Nearly two-thirds of all cancers are caused by random mutations of the body's stem cells, not by hereditary or environmental effects, according to a study released Jan. 1 by Johns Hopkins scientists.
Tissues with the most divisions of regenerative cells -- and hence the most chances for mutations -- tend to have the greatest rates of cancer, the study found.
This explains why skin cancers, for example, are far more common than bone cancers. Skin cells die constantly, so they must be replenished far more often than those that make bone, introducing more chances for errors that lead to cancer.
In effect, most cancers come down to "bad luck", the researchers say in the study, which can be found at
http://www.sciencemag.org/content/347/6217/78
The findings introduce new dimensions to the struggle against cancer, said two researchers who did not take part in the study.

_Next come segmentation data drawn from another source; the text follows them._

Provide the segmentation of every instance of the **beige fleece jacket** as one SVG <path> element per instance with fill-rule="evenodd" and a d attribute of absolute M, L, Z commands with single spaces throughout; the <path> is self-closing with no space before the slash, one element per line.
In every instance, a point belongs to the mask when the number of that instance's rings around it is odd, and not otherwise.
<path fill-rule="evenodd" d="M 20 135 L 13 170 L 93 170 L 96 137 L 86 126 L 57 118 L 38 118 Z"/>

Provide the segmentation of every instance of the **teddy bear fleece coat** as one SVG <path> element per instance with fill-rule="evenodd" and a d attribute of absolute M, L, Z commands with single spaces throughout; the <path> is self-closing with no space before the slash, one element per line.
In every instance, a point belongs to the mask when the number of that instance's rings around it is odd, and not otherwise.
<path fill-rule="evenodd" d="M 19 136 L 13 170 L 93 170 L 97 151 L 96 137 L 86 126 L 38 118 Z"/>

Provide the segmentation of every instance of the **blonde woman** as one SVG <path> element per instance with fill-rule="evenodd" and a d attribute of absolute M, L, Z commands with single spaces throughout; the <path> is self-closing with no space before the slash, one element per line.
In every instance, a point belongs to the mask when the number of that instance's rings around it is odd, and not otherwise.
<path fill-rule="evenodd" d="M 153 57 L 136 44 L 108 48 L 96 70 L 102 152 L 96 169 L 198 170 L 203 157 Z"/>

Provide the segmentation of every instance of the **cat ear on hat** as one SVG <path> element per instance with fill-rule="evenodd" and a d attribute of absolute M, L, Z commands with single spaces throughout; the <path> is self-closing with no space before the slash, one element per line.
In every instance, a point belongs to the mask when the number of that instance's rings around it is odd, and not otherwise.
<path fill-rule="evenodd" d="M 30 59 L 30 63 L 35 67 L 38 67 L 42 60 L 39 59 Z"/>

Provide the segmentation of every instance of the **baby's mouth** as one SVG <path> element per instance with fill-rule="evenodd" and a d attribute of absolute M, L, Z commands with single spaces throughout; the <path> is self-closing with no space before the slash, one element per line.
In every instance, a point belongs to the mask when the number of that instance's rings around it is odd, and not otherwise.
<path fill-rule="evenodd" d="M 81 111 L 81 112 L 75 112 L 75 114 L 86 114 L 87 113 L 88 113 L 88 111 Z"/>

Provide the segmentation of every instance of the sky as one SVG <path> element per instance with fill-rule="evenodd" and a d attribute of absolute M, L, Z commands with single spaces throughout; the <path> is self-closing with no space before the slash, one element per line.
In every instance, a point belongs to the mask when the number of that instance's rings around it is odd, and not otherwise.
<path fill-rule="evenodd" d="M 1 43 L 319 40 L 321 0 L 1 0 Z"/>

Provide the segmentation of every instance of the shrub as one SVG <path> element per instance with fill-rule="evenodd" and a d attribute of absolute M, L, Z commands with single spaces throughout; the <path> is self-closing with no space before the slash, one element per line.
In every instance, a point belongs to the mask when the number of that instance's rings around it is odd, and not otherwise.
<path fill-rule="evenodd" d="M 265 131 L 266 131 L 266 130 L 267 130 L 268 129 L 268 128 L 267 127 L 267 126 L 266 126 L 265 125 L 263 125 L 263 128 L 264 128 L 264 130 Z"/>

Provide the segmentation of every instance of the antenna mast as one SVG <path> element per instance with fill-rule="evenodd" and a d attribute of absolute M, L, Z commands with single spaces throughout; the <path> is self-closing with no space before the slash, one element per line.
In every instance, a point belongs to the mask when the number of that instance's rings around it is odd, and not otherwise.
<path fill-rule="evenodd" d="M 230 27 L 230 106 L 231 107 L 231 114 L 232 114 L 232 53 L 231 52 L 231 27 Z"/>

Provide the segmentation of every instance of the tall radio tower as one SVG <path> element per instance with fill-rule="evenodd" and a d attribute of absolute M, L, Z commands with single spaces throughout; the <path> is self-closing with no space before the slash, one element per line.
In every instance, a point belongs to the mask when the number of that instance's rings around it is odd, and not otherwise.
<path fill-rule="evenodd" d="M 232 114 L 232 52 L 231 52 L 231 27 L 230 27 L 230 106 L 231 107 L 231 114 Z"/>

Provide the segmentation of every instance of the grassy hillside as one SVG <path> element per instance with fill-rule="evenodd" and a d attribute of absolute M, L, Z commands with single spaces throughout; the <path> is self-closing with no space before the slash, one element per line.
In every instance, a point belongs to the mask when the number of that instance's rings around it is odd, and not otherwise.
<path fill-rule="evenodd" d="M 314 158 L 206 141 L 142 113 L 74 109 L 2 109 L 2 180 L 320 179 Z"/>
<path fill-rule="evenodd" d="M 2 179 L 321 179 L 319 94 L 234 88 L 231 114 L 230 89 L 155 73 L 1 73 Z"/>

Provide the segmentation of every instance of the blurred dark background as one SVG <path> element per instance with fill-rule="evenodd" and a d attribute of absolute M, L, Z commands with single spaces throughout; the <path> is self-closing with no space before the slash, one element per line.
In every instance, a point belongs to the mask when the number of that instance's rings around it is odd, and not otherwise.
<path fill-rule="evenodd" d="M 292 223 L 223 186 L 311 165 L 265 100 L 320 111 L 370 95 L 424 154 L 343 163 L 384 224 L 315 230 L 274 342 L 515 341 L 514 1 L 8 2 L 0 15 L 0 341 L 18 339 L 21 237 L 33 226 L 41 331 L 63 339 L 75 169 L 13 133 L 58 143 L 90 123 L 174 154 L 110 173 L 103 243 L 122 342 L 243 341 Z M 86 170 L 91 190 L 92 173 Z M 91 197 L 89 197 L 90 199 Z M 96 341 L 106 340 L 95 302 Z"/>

-- If most cancers are caused by random mutations that can't be prevented, early detection is greatly important.
-- It supports the theory of cancer stem cells, that a few aberrant cells seed the vast bulk of tumors and are especially dangerous. If these stem cells aren't eliminated, the cancer will return.
-- Finally, modern cancer therapy, which tends to focus on the genetic cause of the disease rather than the tissue in which it originates, may need to take a harder look at the cell types from which cancers spring in developing therapies.
The study was published Thursday in the journal Science. Cristian Tomasetti of the Johns Hopkins Kimmel Cancer Center at Johns Hopkins Medicine in Baltimore is first author. The study's senior author is Bert Vogelstein, also of the center, part of Johns Hopkins University.
Healthy diet and protection against carcinogens are still important, said Tomasetti, because the one-third variability is still substantial. And the proportion of randomness in each type of cancer varies. Some cancers tend to be greatly increased by environmental factors, such as lung cancer in smokers. The two-third average is a summary of the risk of cancer from all tissue types.
Strong relationship
The study examined the frequency of cell divisions in 31 tissue types over an average person's lifetime, compared with the lifetime incidence of cancer in those 31 tissues. The linkage was strong; with a linear correlation of 0.81. When that number is squared, a basic step in statistical analysis, it yields 0.65. In other words, 65 percent of the difference in cancer frequencies among cell types can be attributed to the number of stem cell divisions.